All the methods perform admirably on these data. Perhaps not surprisingly, they kind of group together. The projection/approximation error methods are quite similar, as are the three logistic-like approaches–at least on the training subset. The Keras classifier model outperforms all others on the testing subset (which is of course, what really matters!). Finally the xgboost model exhibits a ridiculously high auc on the training subset, but slightly lower auc on the testing subset to the Keras classifier above.

Please, take all these outputs with several grains of salt. I am no expert at tuning parameters of xgboost nor in layer engineering required of the Keras logistic classifier. I’m simply presenting this comparison to illustrate several related but distinct ways to approach this problem.
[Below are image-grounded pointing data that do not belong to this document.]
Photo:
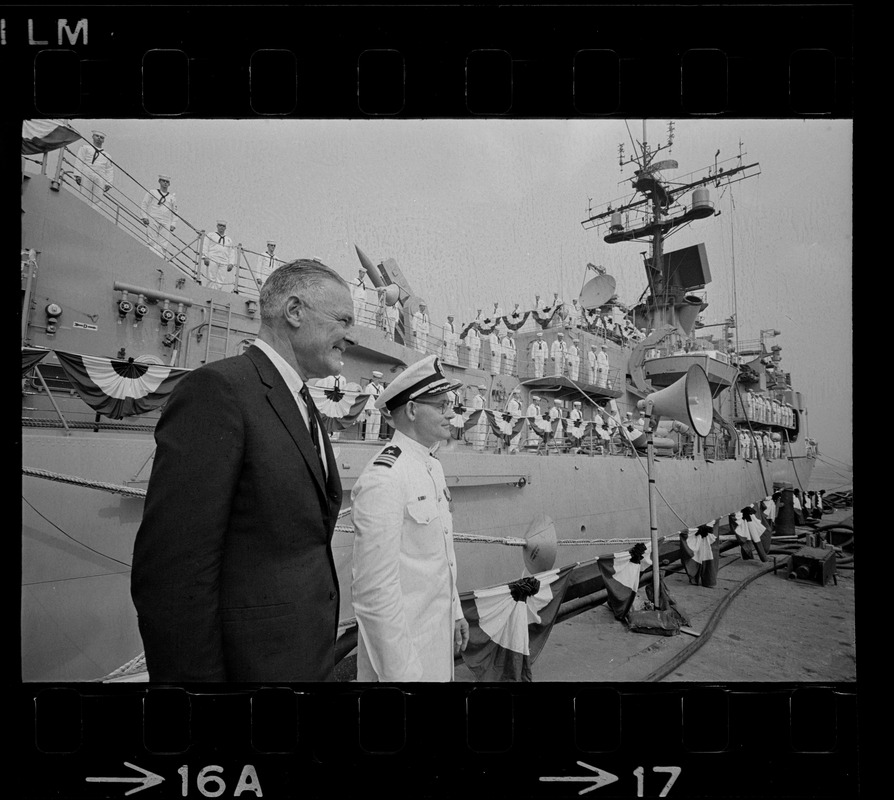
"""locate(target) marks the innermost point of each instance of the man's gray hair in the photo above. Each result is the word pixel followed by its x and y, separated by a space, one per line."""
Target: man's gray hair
pixel 304 277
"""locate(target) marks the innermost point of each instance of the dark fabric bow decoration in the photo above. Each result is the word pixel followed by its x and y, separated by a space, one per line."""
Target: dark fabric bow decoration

Moreover these results show only one data splitting and one run. In particular, I noticed that the Keras runs (with the same data splitting) auc output varies sometimes considerably from run to run.

I will say that I think that the computational effort required by deep neural networks seems excessive to me. The time to compute the model is a proxy for the amount of work done, since all the methods are free to take advantage of all the four CPU cores in this test (and they mostly do).